RPI3 swap experiments
Rodney W. Grimes
freebsd-rwg at pdx.rh.CN85.dnsmgr.net
Tue Jul 31 16:03:10 UTC 2018
> On Tue, Jul 31, 2018 at 10:31:33PM +1000, Trev wrote:
> > bob prohaska wrote on 31/07/2018 15:47:
> >
> > > It would be most interesting to see what happens if OOMA
> > > could be turned off. Is that possible?
> >
> > Possibly, but you might find you're treating the symptom(s) rather than
> > the cause(s) ... something must be triggering the condition whether
> > correctly or not.
>
> That's my point. To determine if OOMA is triggered correctly or not. I'm starting
> to think not.
>
> The reason is the dependency on swap layout (mixed USB/microSD vs all one or the
> other) and the fact that OOMA kills don't seem to coincide with periods of
> maximum storage read/write delay, which is the conventional explanation for
> why OOMA kills happen in the first place.
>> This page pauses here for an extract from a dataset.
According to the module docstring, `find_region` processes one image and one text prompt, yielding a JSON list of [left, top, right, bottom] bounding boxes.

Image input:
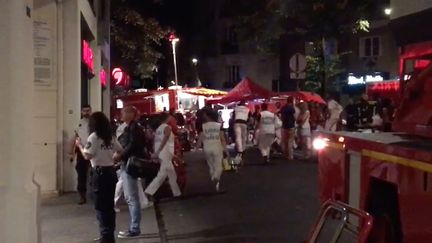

If turning off OOMA allows buildworld
> to complete successfully it suggests OOMA isn't correctly implemented.
>
An easy way of triggering OOM that I ran accross the other day is simply:
truncate -s 4G foo
grep Anything foo
grep(1) well gladly grow up to 4G trying to create a "line" of text
to search for the string "Anything". On a system with less than
4G of free memory this triggers an OOM and starts killing processes.
Probably has to be run as root or limits get hit.